И Арагорн возложил руку на голову Мерри, погладил его густые каштановые кудри, тронул веки и позвал по имени. Когда же палату наполнило благоухание целемы — казалось, пахнуло фруктовым садом и солнечным вересковым полем в гудении пчел, — Мерри вдруг очнулся и сказал:
— Я голодный. А сколько времени?
— Ужинать поздновато, — отозвался Пин. — Но я, пожалуй, сбегаю принесу тебе чего-нибудь на ужин, авось дадут.
— Дадут, дадут, — заверил Гэндальф. — Чего бы ни пожелал этот ристанийский конник, ему тут же принесут, весь Минас-Тирит обрыщут, лишь бы нашлось. Он здесь в большом почете.
— Вот и хорошо! — сказал Мерри. — Стало быть, поужинаю, а потом выкурю трубочку. — Лицо его затуманилось. — Нет, не выкурю трубочку. Вообще, наверно, больше курить не буду.
— Это почему? — поинтересовался Пин.
— Да как бы тебе объяснить, — медленно произнес Мерри. — Он ведь умер, вот и весь сказ. Сейчас мне сразу все припомнилось. Он сказал перед самой смертью: мол, жаль ему, что не придется послушать про наше учение о травах. И теперь я, если закурю, стану о нем думать. Помнишь, Пин, как он подъехал к воротам Изенгарда, какой был учтивый.
— Что ж, закуривай и думай о нем! — сказал Арагорн. — Вспоминай о его доброте и учтивости, о том, что он был великий воитель, о том, как он сдержал клятву верности и в свое последнее утро вывел ристанийское войско из мрака навстречу ясному рассвету. Недолго ты служил ему, но память об этом озарит твою жизнь до конца дней.
Мерри улыбнулся.
— Ладно, — сказал он, — не откажи мне, Бродяжник, в зелье и трубке, а я покурю и подумаю. У меня у самого в котомке было отличное зелье из Сарумановых запасов, да куда эта котомка подевалась в бою — леший ее знает.

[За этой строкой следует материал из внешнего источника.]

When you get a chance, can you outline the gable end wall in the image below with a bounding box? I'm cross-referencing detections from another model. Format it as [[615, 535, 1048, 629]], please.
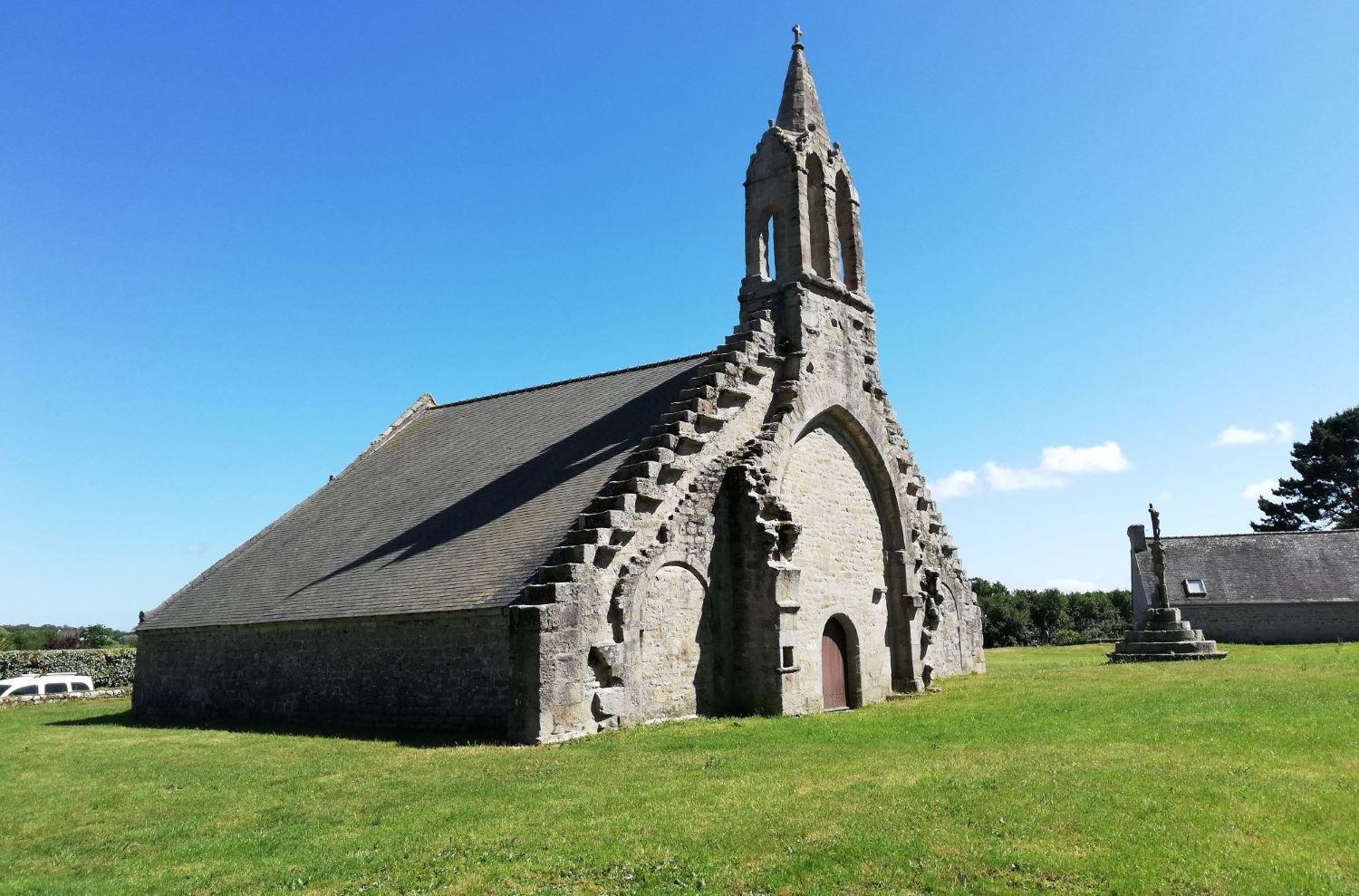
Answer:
[[132, 609, 510, 738]]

— Сударь мой Мериадок, — отвечал ему Арагорн, — если ты думаешь, что я проскакал через горы и все гондорское княжество, расчистив путь огнем и мечом, затем, чтобы поднести табачку нерадивому солдату, бросившему снаряжение на поле боя, то ты сильно ошибаешься. За неимением котомки попроси позвать здешнего травоведа. Он объяснит, что в траве, которая тебе вдруг понадобилась, никакой пользы, насколько он знает, нет, но что зовется она по-простому западное зелье, а по-ученому галенас, приведет и еще с десяток названий на самых редких языках, припомнит какие-нибудь полузабытые стишки, смысла в которых он не видит. И наконец с прискорбием сообщит, что таковой травы в Палатах Врачеванья не запасено. С тем ты и останешься размышлять об истории языков Средиземья. Вот и я тебя оставляю — поразмышляй. А то я в такой постели не спал после Дунхерга и не ел со вчерашнего вечера.

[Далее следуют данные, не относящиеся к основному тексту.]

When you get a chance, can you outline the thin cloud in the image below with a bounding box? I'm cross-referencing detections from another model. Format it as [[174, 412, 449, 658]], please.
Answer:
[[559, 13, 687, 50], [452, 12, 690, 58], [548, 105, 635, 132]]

Мерри схватил и поцеловал его руку.
— Извини, пожалуйста, — сказал он. — Иди скорей есть и спать! Навязались же мы еще в Пригорье на твою голову. Но, понимаешь, наш брат хоббит, коли дело серьезное, нарочно мелет вздор, лишь бы не пустить петуха. Когда не до шуток, у нас нужные слова не находятся.

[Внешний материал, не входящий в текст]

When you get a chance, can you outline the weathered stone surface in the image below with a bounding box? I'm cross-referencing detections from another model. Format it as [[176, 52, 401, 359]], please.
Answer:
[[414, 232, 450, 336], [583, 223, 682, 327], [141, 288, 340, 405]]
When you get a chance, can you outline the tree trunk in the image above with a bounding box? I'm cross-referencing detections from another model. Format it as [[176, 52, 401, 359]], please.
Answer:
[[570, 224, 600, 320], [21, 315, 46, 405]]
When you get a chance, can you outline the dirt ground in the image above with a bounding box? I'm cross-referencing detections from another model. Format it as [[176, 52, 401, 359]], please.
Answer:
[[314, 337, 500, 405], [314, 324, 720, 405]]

— Прекрасно я это знаю, а то бы и сам иначе с тобой разговаривал, — сказал Арагорн. — Да цветет Хоббитания во веки веков! — Он вышел, поцеловав Мерри, и Гэндальф последовал за ним.
Пин остался в палате.
— Нет, такого, как он, на всем свете не сыщешь! — сказал он. — Кроме, конечно, Гэндальфа, да они небось родственники. Лопух ты лопух: котомка твоя вон она, ты ее приташил за плечами. Он говорил и на нее поглядывал. Да и у меня зелья на двоих-то хватит. На вот тебе, чтоб не рыться: то самое, из Длиннохвостья. Набивай трубку, а я сбегаю насчет еды. Вернусь — поболтаем на свой манер. Ух! Все ж таки нам. Кролам и Брендизайкам, непривычно жить на этаких высотах: уж больно все возвышенно.